Ever since I was a little kid, I dreamed of flying. My first attempt around age 8, resembled an oversized kite made of tree branches and black plastic. Needless to say It was an unsuccessful attempt at flight, and fortunately for me, the hills near where I grew up weren’t very steep. Since then my desire to fly has only grown stronger, and I have gained the knowledge and saved up enough money to enter the world of powered paragliding (ppg).
To me there is no other feeling like flying. It is the most natural and mind freeing sensation there is. I do enjoy flying in planes (both large and small), but the openness and simplicity of flying a paramotor is second to none. I look forward to new and future forms of flying that allow for even greater freedom, but for now, ppg is pretty darn good.
If nothing else, I think you will enjoy watching the video - even if you have no desire to fly, build a "flying machine", or read an instructable about building a flying machine.
Whats the Point?
Paramotoring is primarily done for recreation, however there are a number of practical uses for paramotors. Search and rescue teams have used paramotors for getting into remote areas and flying low to the ground in searches, the Florida Police department utilizes paramotors for beach patrol, they are used for aerial photography, and videography, they are used for advertising, and for entertaining spectators among others things.
How much and How difficult?
Since buying a rather expensive paramotor and taking a number of lessons, I have come to realize how simple paramotors really are. They may appear complicated at first glance, but they are really just a combination of multiple simple pieces that work together.
I built the Frame, Harness, Throttle, Reserve Parachute deployment bag, and Fuel system in under two weeks of evenings and weekends while working a full-time job.
Excluding the engine, propellor, reserve parachute, and parglider (the stuff most people cant make themselves), the project cost under $200 USD. The things I didn't build range broadly based on new/used from $2000 - $5000+ USD
This instructable is meant to be an overview of how I went about making my own paramotor, and to hopefully give others some ideas and inspiration for creating their own (or even just to get people interested in and aware of the sport). A good deal of experience with similar construction techniques is highly recommended as is a good deal of time and patience. Cost is highly variable, however, for this demonstration, I am attempting to do everything for the least possible cost.

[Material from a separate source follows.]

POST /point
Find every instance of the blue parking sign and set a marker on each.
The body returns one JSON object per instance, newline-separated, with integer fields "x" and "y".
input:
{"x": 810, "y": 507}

I constantly find myself printing out templates from my computer, spray mounting them to plastic, pressboard, foam, and other materials and cutting everything out by hand. I would also love to have something that would cut fabrics for some of the composite and textile projects that I work on. Beyond that, I enjoy making stencils for spraying t-shirts, and graphics onto the stuff I build. Because of this, I would like to be entered into the 4th Epilog laser contest. I am hopeful that this project is viewed by others with as much enthusiasm as I have for making stuff, and for personal flight.
Step 1: Safety and Training
The first and most important thing when considering getting involved in the sport is training. It doesn't matter how safe your equipment is, proper training makes all the difference in the world.
That being said, paramotoring is arguably the safest current form of recreational aviation out there.
Nevertheless, I do not recommend attempting to enter this sport without training. If you can find an instructor who offers training by the lesson vs. a lump fee – Training can be quite inexpensive for those who are dedicated and willing to rehearse what is taught between lessons. Aside from the obvious safety risks associated with not getting proper training – people have scared themselves out of wanting to fly because of bad attempts to “self train.”
Some people never go back to it as a result of bad experiences.
So, bottom line: GET PROPER TRAINING!
My best attempt at a legal disclaimer:
The reader of this instructable should be aware that flying of any type can be very dangerous to the pilot and anyone else nearby. They should also be aware that the material published here is by no means a substitute for proper training or paramotor safety education. Before attempting to replicate any portion of the following project, a thorough understanding of the sport, its fundamental principles, and the equipment necessary to participate in such a sport should be properly obtained and exercised. The author of this article is in no way responsible for the use or interpretation of the following information. The information is intended only as documentation of the authors work, and in no way suggests that others will have similar outcomes by attempting to replicate said work.